Пренебрегая траекторией эволюции Иуды, которую я стараюсь исследовать, мыслители и художники, о которых шла речь на страницах этой книги, пытались логически, доказательно объяснить акт предательства. Это и понятно: последователь, предающий своего вождя, — хрестоматийный пример для исследования критериев оценки того или иного поступка, хорошего или плохого, благого или пагубного. Но нередко мотивация, предлагаемая романистами, художниками, драматургами, поэтами и богословами опирается на мотивацию философов морали и нравственности, три различных подхода которых к этике проясняют, почему Иуда продолжает оставаться для нас загадкой. Любые попытки разгадать головоломку Иуды исходя из этических критериев неизбежно порождают противоположные и противоречивые суждения о его виновности и целесообразности оправдания. Приговоры разнятся в зависимости от того, основываются ли они на последствиях, на принципе или на характере.[367]
Рассмотрим сначала выводы тех, кто исходит из последствий, определяя правомочное деяние, как благое, добро с благотворным результатом. Ссылаясь на то, что древнее Евангелие от Иуды, как и некоторые современные сочинения, согласуется с толкованием Драмы Страстей Господних гностиками, они защищают версию о том, будто Иуда помог Иисусу обрести божественность. А при оценке его действий ставят во главу угла важность конечного результата. Не принимая во внимание весь ужас распятия, которому придал ход Иуда, они рассматривают конечный результат распятия: благо искупления. И исходя из этого конечного результата — величайшее благо для огромного количества людей, — они считают действия Иуды добродетельными безотносительно к тому, какими он сам их считал. Предательство было необходимо для спасения человечества через смерть и Воскресение Иисуса. На «необходимом, без которого было не обойтись», выражаясь словами Немерова, лежит «felix culpa» («счастливая вина»), как на Адаме и Еве, чье грехопадение имело последствием появление Спасителя, поскольку без предательства Иуды не могло реализоваться обещание вечной жизни.
Но данная биография сосредотачивается на поведении, приоритет которому отдают многие другие философы морали и нравственности.
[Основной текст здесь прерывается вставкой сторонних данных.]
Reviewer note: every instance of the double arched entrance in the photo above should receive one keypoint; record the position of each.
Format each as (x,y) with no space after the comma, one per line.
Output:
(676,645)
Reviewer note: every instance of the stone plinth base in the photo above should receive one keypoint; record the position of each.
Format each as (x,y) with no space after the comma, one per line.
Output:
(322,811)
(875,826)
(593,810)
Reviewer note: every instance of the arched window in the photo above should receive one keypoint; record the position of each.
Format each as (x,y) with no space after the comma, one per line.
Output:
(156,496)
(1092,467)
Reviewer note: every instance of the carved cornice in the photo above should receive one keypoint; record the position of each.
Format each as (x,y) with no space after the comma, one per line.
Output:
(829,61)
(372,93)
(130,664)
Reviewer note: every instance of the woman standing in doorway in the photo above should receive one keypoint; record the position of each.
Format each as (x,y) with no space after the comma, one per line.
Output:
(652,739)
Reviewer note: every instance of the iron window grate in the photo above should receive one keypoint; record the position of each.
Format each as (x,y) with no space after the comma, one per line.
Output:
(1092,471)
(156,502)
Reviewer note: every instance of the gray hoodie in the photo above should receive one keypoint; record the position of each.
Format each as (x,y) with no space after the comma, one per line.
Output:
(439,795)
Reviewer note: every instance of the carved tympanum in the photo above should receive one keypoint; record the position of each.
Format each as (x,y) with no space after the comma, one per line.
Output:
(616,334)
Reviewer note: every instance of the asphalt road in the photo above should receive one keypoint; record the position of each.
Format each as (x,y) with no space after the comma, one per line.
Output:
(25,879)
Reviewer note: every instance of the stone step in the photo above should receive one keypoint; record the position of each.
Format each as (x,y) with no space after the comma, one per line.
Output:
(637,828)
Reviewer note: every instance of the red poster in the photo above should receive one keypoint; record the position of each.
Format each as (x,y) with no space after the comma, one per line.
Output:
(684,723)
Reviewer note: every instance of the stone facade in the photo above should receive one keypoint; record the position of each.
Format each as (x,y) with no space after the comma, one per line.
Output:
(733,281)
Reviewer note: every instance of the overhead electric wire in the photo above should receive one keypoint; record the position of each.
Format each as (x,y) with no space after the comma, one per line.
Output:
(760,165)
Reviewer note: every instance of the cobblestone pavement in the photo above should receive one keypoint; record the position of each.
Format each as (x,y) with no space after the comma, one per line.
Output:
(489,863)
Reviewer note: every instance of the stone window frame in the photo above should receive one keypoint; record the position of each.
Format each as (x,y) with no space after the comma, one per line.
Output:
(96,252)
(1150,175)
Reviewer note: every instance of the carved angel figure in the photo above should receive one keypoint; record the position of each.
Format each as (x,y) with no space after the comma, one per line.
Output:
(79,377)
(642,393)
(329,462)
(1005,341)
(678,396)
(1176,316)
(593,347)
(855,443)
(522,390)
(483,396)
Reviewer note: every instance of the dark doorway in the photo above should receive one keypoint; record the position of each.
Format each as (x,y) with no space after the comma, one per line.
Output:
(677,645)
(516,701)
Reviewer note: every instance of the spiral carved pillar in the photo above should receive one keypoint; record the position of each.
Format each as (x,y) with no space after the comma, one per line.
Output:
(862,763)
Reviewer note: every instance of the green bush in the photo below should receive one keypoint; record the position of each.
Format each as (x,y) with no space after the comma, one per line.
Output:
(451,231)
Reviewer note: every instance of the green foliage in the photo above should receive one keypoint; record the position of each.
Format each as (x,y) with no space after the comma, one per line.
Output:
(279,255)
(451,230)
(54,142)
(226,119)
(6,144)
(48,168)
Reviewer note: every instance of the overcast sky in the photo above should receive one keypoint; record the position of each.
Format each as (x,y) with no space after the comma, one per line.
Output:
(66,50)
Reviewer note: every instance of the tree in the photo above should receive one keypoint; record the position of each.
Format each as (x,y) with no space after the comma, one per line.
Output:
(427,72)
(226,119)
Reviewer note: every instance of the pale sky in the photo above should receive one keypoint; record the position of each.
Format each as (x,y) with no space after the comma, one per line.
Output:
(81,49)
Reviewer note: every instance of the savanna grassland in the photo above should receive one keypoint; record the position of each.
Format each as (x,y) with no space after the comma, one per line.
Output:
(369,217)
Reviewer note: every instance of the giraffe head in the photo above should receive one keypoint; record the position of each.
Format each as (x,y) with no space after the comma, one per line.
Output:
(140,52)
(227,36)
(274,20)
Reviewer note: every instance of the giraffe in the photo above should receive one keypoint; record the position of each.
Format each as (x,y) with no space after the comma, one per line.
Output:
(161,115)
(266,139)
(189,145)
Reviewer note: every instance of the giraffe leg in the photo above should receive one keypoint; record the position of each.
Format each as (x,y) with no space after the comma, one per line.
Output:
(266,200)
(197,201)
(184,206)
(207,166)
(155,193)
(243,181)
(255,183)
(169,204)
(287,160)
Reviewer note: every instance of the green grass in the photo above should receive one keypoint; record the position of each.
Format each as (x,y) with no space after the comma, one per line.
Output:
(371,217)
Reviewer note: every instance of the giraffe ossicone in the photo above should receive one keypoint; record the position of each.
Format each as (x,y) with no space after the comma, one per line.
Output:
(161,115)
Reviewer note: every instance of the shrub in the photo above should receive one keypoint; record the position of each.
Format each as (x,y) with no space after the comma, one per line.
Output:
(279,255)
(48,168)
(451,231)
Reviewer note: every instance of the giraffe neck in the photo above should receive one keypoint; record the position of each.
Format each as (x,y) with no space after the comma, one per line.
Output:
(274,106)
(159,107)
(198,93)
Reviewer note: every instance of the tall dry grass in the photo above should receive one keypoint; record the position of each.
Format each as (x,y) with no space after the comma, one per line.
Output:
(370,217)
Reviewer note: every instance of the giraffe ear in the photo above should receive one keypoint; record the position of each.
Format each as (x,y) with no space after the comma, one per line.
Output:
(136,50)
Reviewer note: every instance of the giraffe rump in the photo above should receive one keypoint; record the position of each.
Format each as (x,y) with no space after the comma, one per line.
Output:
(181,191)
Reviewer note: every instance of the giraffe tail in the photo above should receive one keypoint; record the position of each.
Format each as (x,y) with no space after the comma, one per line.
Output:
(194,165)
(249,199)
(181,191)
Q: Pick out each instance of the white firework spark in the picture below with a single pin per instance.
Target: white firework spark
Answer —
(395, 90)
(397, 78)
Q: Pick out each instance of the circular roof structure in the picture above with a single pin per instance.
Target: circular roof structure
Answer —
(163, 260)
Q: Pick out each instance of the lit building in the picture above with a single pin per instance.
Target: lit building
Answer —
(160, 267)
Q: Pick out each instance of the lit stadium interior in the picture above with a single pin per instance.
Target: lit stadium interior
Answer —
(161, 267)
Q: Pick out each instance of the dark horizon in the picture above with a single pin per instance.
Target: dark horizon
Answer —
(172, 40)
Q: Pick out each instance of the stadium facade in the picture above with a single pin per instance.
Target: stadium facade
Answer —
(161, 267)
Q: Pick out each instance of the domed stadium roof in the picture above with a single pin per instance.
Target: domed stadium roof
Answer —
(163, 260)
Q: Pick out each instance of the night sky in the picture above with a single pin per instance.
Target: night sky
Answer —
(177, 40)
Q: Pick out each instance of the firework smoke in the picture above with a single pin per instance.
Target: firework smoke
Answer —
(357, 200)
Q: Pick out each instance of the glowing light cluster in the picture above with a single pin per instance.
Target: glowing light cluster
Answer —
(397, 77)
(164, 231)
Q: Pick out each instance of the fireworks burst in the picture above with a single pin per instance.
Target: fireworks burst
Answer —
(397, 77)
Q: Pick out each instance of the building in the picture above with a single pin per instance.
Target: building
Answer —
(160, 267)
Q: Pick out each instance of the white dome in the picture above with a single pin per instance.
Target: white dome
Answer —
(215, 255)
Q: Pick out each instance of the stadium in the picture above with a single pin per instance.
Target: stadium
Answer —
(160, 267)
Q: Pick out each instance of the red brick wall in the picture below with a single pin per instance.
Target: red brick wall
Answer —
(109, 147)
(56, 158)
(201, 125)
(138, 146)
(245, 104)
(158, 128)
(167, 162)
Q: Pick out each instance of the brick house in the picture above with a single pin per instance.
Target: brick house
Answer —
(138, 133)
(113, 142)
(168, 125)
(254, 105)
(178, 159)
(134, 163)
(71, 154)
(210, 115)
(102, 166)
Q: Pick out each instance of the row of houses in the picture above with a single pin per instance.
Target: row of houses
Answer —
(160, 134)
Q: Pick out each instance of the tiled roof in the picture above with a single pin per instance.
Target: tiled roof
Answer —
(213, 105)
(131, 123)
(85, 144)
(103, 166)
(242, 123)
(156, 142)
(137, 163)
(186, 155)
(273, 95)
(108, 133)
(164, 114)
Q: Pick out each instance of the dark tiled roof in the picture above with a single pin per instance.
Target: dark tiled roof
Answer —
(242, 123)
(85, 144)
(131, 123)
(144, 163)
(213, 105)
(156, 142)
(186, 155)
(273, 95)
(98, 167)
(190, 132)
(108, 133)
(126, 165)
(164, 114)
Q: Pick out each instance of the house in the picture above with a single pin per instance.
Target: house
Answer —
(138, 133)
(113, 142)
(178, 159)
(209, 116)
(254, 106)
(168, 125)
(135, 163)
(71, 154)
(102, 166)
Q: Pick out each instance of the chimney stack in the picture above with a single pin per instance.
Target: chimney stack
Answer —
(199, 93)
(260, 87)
В отличие от тех, для кого важен результат, этики и моралисты, придающие особое значение максимам и правилам правильного поведения, скорее всего, расценят поведение Иуды как непозволительное, недопустимое, а его решения и поступки — как безнравственные. Первый пункт их приговора гласит: нарушение обещания или доверия. Роль апостола, поручившегося в верности своему учителю, налагала на Иуду особые обязательства — а разве не отказался Иуда от исполнения своих обязанностей или не разорвал свое соглашение с Иисусом и тем самым уклонился от уплаты своего долга благодарности? Вождю или учителю подобает выказывать преданность, и любые переговоры с его противниками (в нашем случае — переговоры Иуды с врагами Иисуса) недопустимы. Второй пункт приговора — ложь: разве Иуда не нарушает права Иисуса и не наносит Ему обиду своей лживой доверительностью на Тайной Вечере? Третий пункт: несоблюдение долга, обязанностей перед самим собой — разве, лишая себя жизни, Иуда не нарушает законы бытия? Категоричный императив Канта требует соблюдения долга; каждый человек должен поступать так, чтобы принципы его поведения могли стать всеобщими законами. Но если все будут поступать так, как Иуда, — что с нами будет?